Tuesday, December 5, 2017

Pelvic Fractures with Bleeding


Pelvic fractures may cause significant bleeding. The superior gluteal artery is responsible for the majority of bleeding in pelvic fractures with an arterial injury. Most of the bleeding in pelvic fractures is from the veins and the fracture itself. Hemorrhage is the most life-threatening complication associated with pelvic injuries and will typically occur at the Superior Gluteal Artery. Hemorrhage of the Superior Gluteal Artery can be fatal. Approximately 10% of patients will have severe bleeding.

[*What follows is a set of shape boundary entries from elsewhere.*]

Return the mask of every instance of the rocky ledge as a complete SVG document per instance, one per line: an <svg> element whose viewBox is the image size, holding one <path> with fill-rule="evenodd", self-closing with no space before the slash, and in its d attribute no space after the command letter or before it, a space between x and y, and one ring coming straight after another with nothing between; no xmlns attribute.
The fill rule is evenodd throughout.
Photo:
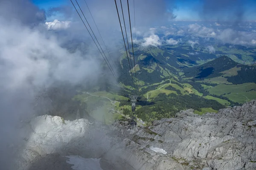
<svg viewBox="0 0 256 170"><path fill-rule="evenodd" d="M125 120L106 126L36 118L26 125L31 132L18 159L20 169L58 154L101 158L103 170L256 169L256 100L217 113L193 111L133 128Z"/></svg>

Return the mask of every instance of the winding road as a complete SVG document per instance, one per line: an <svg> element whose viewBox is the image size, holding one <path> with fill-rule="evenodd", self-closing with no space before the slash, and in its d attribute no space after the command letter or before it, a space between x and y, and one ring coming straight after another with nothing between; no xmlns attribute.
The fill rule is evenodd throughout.
<svg viewBox="0 0 256 170"><path fill-rule="evenodd" d="M89 95L90 95L90 96L89 96L88 97L87 97L86 98L86 100L84 101L84 102L86 102L88 100L88 98L90 97L91 97L92 96L94 96L96 97L102 97L102 98L106 98L106 99L109 99L110 102L111 102L111 104L113 105L114 105L115 106L116 106L116 105L114 105L115 103L116 103L116 102L118 102L118 103L120 103L120 102L118 102L118 101L114 101L114 100L112 100L111 99L109 99L108 97L105 97L104 96L96 96L96 95L94 95L93 94L90 94L89 92L82 92L83 94L88 94ZM121 115L122 116L126 118L127 119L130 119L129 118L126 117L125 115L121 113L120 113L119 112L119 111L116 110L116 111L117 113L118 113L120 114L120 115ZM143 125L142 125L141 123L140 123L140 122L137 122L138 123L138 124L140 124L140 125L142 126L143 126Z"/></svg>

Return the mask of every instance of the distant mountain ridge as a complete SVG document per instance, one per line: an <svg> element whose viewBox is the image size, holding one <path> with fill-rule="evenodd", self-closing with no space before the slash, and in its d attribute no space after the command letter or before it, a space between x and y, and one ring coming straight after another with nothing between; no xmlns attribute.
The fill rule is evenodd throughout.
<svg viewBox="0 0 256 170"><path fill-rule="evenodd" d="M229 70L239 65L228 57L223 56L202 65L184 70L187 77L196 79L210 78L221 76L222 71Z"/></svg>

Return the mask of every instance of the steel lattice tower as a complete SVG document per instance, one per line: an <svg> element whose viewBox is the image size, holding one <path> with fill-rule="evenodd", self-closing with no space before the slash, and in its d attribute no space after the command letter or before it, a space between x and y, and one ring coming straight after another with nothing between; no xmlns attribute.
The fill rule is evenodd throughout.
<svg viewBox="0 0 256 170"><path fill-rule="evenodd" d="M77 109L77 111L76 112L76 119L80 119L80 113L79 112L79 109Z"/></svg>
<svg viewBox="0 0 256 170"><path fill-rule="evenodd" d="M136 114L135 113L136 105L135 103L137 101L138 96L129 96L131 101L131 122L133 125L137 124L137 120L136 119Z"/></svg>

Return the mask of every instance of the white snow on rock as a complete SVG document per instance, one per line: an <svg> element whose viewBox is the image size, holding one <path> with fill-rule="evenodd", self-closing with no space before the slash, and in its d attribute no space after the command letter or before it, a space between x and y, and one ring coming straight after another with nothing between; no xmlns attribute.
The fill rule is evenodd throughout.
<svg viewBox="0 0 256 170"><path fill-rule="evenodd" d="M91 125L83 119L64 121L61 117L49 115L32 119L23 128L29 136L19 161L19 169L24 169L24 162L55 153L72 140L86 136Z"/></svg>
<svg viewBox="0 0 256 170"><path fill-rule="evenodd" d="M150 149L154 151L155 151L155 152L158 152L159 153L163 153L163 154L165 155L166 153L167 153L166 151L164 150L163 149L160 149L158 147L154 147L151 146L151 147L150 147Z"/></svg>
<svg viewBox="0 0 256 170"><path fill-rule="evenodd" d="M71 155L65 156L69 158L67 163L74 165L71 168L74 170L103 170L100 167L99 159L85 159L79 156Z"/></svg>

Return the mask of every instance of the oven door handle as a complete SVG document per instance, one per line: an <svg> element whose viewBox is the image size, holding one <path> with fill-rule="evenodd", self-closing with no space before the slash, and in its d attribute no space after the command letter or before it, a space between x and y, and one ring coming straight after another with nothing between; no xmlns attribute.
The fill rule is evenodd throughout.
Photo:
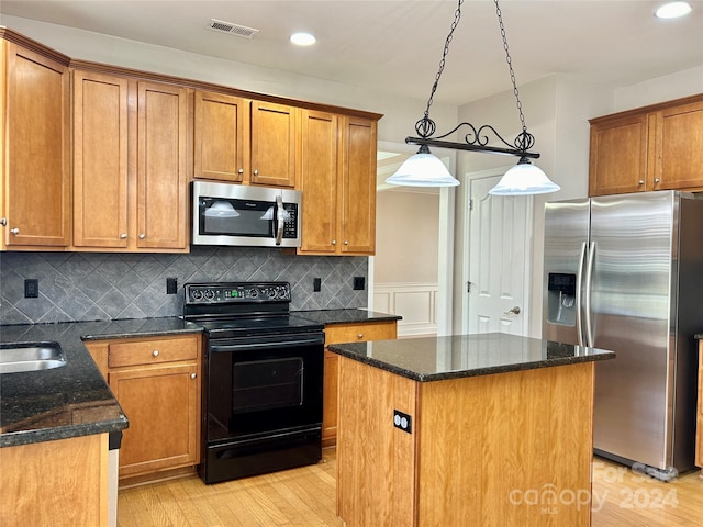
<svg viewBox="0 0 703 527"><path fill-rule="evenodd" d="M210 351L214 352L227 352L227 351L238 351L241 349L253 349L253 348L294 348L298 346L315 346L323 345L323 338L303 338L300 340L281 340L281 341L272 341L272 343L242 343L242 344L211 344Z"/></svg>

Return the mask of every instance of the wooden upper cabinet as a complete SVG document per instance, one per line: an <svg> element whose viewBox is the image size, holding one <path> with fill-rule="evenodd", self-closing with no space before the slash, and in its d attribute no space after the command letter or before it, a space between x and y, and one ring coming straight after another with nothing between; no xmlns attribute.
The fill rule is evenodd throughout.
<svg viewBox="0 0 703 527"><path fill-rule="evenodd" d="M127 246L127 80L74 71L74 245Z"/></svg>
<svg viewBox="0 0 703 527"><path fill-rule="evenodd" d="M295 187L299 109L197 91L194 112L196 178Z"/></svg>
<svg viewBox="0 0 703 527"><path fill-rule="evenodd" d="M188 90L74 71L74 246L188 250Z"/></svg>
<svg viewBox="0 0 703 527"><path fill-rule="evenodd" d="M590 123L589 195L703 190L703 94Z"/></svg>
<svg viewBox="0 0 703 527"><path fill-rule="evenodd" d="M68 68L2 44L2 247L70 244Z"/></svg>
<svg viewBox="0 0 703 527"><path fill-rule="evenodd" d="M249 109L238 97L196 91L193 176L241 183L249 173Z"/></svg>
<svg viewBox="0 0 703 527"><path fill-rule="evenodd" d="M377 122L304 110L300 254L376 250Z"/></svg>
<svg viewBox="0 0 703 527"><path fill-rule="evenodd" d="M376 251L376 149L377 123L343 117L341 168L341 239L343 254Z"/></svg>
<svg viewBox="0 0 703 527"><path fill-rule="evenodd" d="M647 115L591 126L589 195L645 190Z"/></svg>
<svg viewBox="0 0 703 527"><path fill-rule="evenodd" d="M338 121L333 113L302 111L300 253L334 254L336 250Z"/></svg>
<svg viewBox="0 0 703 527"><path fill-rule="evenodd" d="M136 244L188 247L188 90L137 82Z"/></svg>
<svg viewBox="0 0 703 527"><path fill-rule="evenodd" d="M299 109L252 101L253 184L295 187Z"/></svg>
<svg viewBox="0 0 703 527"><path fill-rule="evenodd" d="M703 190L703 100L656 112L656 190Z"/></svg>

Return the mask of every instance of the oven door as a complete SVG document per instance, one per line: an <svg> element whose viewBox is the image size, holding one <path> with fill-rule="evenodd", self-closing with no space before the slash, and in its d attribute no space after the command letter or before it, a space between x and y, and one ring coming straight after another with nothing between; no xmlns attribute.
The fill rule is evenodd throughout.
<svg viewBox="0 0 703 527"><path fill-rule="evenodd" d="M324 334L210 339L207 441L322 423Z"/></svg>

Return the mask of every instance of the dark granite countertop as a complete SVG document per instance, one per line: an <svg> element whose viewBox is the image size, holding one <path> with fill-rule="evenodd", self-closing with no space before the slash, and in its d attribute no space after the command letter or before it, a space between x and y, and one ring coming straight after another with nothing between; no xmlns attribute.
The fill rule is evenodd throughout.
<svg viewBox="0 0 703 527"><path fill-rule="evenodd" d="M335 344L328 349L421 382L615 358L613 351L500 333Z"/></svg>
<svg viewBox="0 0 703 527"><path fill-rule="evenodd" d="M402 316L389 315L387 313L379 313L376 311L366 311L359 309L295 311L291 314L325 325L365 324L368 322L390 322L402 319Z"/></svg>
<svg viewBox="0 0 703 527"><path fill-rule="evenodd" d="M120 431L127 418L82 340L200 333L177 317L0 326L0 341L57 341L66 366L0 374L0 447Z"/></svg>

Severe bleeding usually occurs in fracture patterns that are highly unstable to both rotational and vertical forces.


APC III (open book like type) is the complete disruption of anterior SI, sacrotuberous, and sacrospinous ligaments; disrupted posterior SI ligaments.
Vertical Shear Fractures are very bad fractures as they cause the complete disruption of the anterior and posterior ligaments; cephaloposterior displacement. Anteroposterior compression or vertical shear injuries are consistently associated with a higher risk of mortality from bleeding. The mortality rate is directly related to the amount of shock the patient is in at the time of presentation.
When treating patients with pelvic fractures and massive bleeding, it is important to remember that the patient will lose approximately 35% of their blood volume with acute hemorrhage before a sustained decrease in systolic blood pressure occurs. Immediate application of a pneumatic anti-shock garment is absolutely contraindicated in patients with a rupture of the diaphragm. Ringer’s lactate is the preferred initial fluid replacement used to resuscitate hypovolemic trauma patients in shock. A hypotensive blunt trauma patient will be given an initial fluid push with 2,000mL of Ringer’s lactate. A patient with bleeding and in shock will probably require O negative blood. If the patient is given 4 units of blood but remains hemodynamically unstable, then angiography and embolization is needed. Immediate application of an external fixator is another method to control bleeding, especially if the pelvis is unstable in external rotation. An abdominal and pelvic CT scan will clearly define the bony injury as well as the extent and source of the bleeding.
The best treatment for pelvic fractures with bleeding is a blood transfusion with correction of hypothermia and coagulopathy.